Yup, me too. But, if you look at the list of supporting entities, there may be some there that are of interest in certain industries.
There is another side to this whole metadata thing. What we know as META Tags are being replaced by the RDF and possibly some of the DC.elements set.
I've got a section that I'm testing right now (long term tests) utilizing the complete set of elements. Just out of curiosity, I want to see what impact the DC.elements have on a page that utilizes them. And no, these tags cannot be tested by throwing in some obscure term that the page does not relate to. Its the same when testing META Tags, you can't drop an off the wall term in the Keywords Tag to test its effectiveness.
The Dublin Core Metadata Editor does pretty much what the link does that you posted. It will generate a set of DC.elements based on the existing metadata.
Please everyone, don't rush out and start generating DC.elements for your pages. That is not what this is for. Right now it appears to be mostly supported in educational environments. I posted a list of those using the standards above. If any of those are of interest and will benefit your site, then it may be something worth investigating further.
My next step is to tackle the RDF (Resource Description Framework). The tool above will generate an .rdf document for your pages. How to effectively use it to assist user agents is still something I need to hunker down and learn.
AFAIK the DC tags were invented at the tail-end of a drinking binge in Dublin when the conference decided they had to come up with _something_ to justify their expense accounts ;)
Honestly, I don't think the DCMI has a real future as an HTML extension. If it suceeds, it will be as RDF -- some sites are already using it to supplement RSS and FOAF files, for example.

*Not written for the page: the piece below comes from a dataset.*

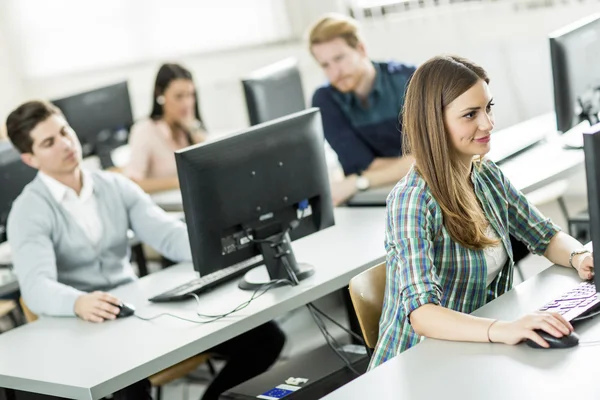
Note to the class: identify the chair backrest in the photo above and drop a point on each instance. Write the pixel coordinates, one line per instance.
(29, 315)
(366, 291)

I'm planning to go the RDF route myself -- write a perl script to pull the data from my HTML pages, put the RDF files up, and see what happens. (I'll probably end up using a few DCMI HTML tags (like "DC.Date"), to hold the metadata that isn't already structured into the pages's regular HTML.) If somebody lets loose a good RDF crawler, I'll be ready for them, and if they don't, at least I won't have bloated my regular pages with a dozen unused meta tags.